PSA, Dongfeng to cut output in China

By Reuters - Global Times Source:Reuters-Global Times Published: 2019/8/15 19:58:40

Drastic adjustments follow decline in world’s largest vehicle market


A view of a 4S dealership of Dongfeng Peugeot Citroen Automobiles in Shanghai in May 2018 Photo: VCG



A view of the new Dongfeng Peugeot 508L on display in Chengdu, capital of Southwest China's Sichuan Province in March Photo: VCG





 

Peugeot maker PSA Group and partner Dongfeng Group have agreed to cut thousands of jobs in China and drop two of their four shared assembly plants, according to a document seen by Reuters, in a last-ditch bid to curb mounting losses as the world's largest auto market slows.

Dongfeng Peugeot Citroen Automobiles (DPCA), the carmakers' joint venture based in Wuhan, capital of Central China's Hubei Province, will halve its workforce to 4,000 as it closes one plant and sells another under plans agreed upon in July between PSA head Carlos Tavares and Dongfeng Chairman Zhu Yanfeng, the document showed.

Both carmakers declined to comment on details of their restructuring plans. 

"We are working with our partners to improve the overall performance of our business in China in all its dimensions," a PSA spokesman said.

The agreement may avert a threatened withdrawal by PSA, according to two sources at the French carmaker who said their chief executive had signaled that PSA might otherwise exit the 27-year-old partnership with its 12.2 percent shareholder Dongfeng, or even leave China altogether.

"We're just a whisker away from having to withdraw from China," said one person close to the PSA board. "It really is that serious."

PSA is attempting a reboot in adverse conditions.
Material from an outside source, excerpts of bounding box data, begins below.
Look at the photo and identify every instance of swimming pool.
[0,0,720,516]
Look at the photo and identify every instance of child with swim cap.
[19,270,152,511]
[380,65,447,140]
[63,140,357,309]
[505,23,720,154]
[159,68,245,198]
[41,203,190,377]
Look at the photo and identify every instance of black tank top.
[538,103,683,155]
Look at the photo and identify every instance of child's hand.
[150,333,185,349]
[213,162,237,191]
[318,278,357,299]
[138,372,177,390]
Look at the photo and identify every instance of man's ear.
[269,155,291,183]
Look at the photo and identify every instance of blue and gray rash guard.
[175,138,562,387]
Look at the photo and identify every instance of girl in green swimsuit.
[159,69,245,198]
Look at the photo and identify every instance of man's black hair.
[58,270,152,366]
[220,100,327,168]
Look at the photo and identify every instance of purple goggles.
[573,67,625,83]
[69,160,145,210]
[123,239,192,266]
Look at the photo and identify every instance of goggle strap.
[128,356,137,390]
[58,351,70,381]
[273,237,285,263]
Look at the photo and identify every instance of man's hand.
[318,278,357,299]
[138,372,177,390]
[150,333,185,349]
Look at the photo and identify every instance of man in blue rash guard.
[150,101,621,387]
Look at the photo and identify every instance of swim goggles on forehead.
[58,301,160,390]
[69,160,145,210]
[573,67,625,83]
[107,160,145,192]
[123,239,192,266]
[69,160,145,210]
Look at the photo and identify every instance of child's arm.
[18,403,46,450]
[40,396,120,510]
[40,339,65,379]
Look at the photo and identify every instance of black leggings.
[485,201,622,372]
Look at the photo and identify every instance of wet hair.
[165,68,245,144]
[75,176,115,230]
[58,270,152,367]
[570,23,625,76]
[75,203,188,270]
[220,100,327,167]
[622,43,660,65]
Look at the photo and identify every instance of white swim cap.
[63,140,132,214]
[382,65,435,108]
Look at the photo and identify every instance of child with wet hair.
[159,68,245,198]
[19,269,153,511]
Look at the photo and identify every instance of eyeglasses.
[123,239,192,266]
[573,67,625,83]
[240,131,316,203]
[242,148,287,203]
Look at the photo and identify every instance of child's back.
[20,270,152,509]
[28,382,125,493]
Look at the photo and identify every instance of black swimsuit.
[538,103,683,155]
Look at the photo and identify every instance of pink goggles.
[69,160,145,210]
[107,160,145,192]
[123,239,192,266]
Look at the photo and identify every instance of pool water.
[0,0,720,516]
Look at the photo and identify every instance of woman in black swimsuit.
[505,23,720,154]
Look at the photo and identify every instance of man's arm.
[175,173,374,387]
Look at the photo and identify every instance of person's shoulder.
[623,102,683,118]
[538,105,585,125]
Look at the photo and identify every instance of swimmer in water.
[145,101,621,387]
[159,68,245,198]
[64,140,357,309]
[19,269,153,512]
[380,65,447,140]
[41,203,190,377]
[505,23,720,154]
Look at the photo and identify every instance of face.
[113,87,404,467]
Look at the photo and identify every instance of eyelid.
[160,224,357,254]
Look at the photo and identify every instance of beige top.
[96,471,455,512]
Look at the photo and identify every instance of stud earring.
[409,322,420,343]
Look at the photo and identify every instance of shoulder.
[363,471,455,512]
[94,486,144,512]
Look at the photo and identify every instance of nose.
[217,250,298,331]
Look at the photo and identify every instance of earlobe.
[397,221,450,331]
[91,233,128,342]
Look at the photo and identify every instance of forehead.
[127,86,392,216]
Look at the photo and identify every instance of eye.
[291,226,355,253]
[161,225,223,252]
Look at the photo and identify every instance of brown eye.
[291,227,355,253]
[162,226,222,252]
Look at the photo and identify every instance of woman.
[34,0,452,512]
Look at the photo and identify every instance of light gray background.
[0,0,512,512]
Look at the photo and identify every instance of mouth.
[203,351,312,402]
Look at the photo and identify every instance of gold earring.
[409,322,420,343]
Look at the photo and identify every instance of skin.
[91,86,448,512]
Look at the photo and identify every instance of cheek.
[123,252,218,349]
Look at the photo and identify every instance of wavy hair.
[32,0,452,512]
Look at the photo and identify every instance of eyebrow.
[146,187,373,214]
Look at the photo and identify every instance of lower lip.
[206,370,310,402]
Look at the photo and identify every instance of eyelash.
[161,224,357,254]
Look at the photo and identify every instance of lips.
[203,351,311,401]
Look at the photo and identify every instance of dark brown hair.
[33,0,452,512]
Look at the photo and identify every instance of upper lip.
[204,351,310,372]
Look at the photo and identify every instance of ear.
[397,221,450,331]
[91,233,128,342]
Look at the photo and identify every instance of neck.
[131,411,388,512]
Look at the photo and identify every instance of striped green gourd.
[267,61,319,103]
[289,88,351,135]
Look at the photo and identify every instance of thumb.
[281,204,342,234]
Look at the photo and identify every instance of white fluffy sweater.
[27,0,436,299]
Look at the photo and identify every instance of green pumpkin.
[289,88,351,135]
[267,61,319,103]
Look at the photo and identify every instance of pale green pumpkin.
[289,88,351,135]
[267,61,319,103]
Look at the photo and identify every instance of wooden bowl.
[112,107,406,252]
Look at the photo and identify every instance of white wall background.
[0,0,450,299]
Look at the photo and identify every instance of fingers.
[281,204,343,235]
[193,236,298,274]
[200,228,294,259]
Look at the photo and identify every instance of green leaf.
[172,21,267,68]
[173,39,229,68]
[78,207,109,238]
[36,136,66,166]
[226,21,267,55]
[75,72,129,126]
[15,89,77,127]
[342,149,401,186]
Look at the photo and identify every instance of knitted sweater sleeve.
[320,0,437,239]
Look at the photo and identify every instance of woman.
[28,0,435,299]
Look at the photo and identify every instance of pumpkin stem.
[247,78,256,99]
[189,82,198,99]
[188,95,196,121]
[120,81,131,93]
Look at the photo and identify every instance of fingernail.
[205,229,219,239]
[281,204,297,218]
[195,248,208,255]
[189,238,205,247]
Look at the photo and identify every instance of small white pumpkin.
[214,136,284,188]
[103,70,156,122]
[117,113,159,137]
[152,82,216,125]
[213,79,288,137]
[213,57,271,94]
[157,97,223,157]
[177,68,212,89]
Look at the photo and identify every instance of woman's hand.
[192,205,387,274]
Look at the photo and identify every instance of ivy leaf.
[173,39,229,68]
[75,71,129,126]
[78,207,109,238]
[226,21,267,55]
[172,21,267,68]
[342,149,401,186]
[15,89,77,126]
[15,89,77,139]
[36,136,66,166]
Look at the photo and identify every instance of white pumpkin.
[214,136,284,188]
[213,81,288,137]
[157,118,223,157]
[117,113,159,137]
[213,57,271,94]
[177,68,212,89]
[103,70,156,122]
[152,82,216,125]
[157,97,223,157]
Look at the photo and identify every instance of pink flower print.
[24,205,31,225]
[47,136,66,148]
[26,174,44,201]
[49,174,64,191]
Once an auto industry cash cow, the Chinese market contracted last year for the first time since the 1990s and is expected to decline another 5 percent in 2019, squeezed by the ongoing China-US trade war.

Many Western carmakers were already struggling before the downturn, as Chinese consumers abandoned their mid-market brands for increasingly assertive domestic rivals, including the global manufacturers' own local partners.

PSA's deep China problems go back even further, spanning four years of plunging sales and 400 million euros ($450 million) written off of its DPCA stake, which is now valued at 500 million euros.

Its sales in China shrunk to 251,700 vehicles last year from a 2014 peak of 731,000.

"We're not giving up," a PSA spokesperson said. "We are still pursuing our action plan to cut fixed costs."

DPCA will now close its original assembly plant, Wuhan 1, and redevelop the site in a commercial partnership with the local government, according to the plans. 

The factory's tooling and production will be transferred to the Wuhan 3 facility.

The staff level across DPCA will fall from 8,000 to 5,500 by the end of 2019 and to 4,000 within another three years, as it also sells off its idling Wuhan 2 facility, according to the document.

Underperforming vehicles will be dropped as the Peugeot and Citroen lineups are streamlined around more profitable models, mirroring the European turnaround strategy that is producing record margins in PSA's home markets.

Hurdles ahead

The carmakers' dealings have often been fraught, and PSA executives including Tavares have voiced frustration with DPCA's management. The French group's shares briefly spiked on an August 7 report that Dongfeng was preparing to divest its PSA stake, acquired in a 2014 bailout.

Questioned by analysts about China operations, Tavares pledged during PSA's July 24 earnings call to "accelerate variable cost reduction, reduce fixed costs" and boost pricing.

"Our partner is in the same mindset," he said of Dongfeng. 

"They also want to accelerate," Tavares said.

The restructuring faces hurdles, not least the challenge of finding a Wuhan 2 buyer amid mounting uncertainty, although the Chinese government restrictions on the greenfield sites may help.

Over the past 18 months, Zhu tried repeatedly to persuade Japanese carmaker Honda or Nissan to take over one of the DPCA plants, Reuters reported earlier.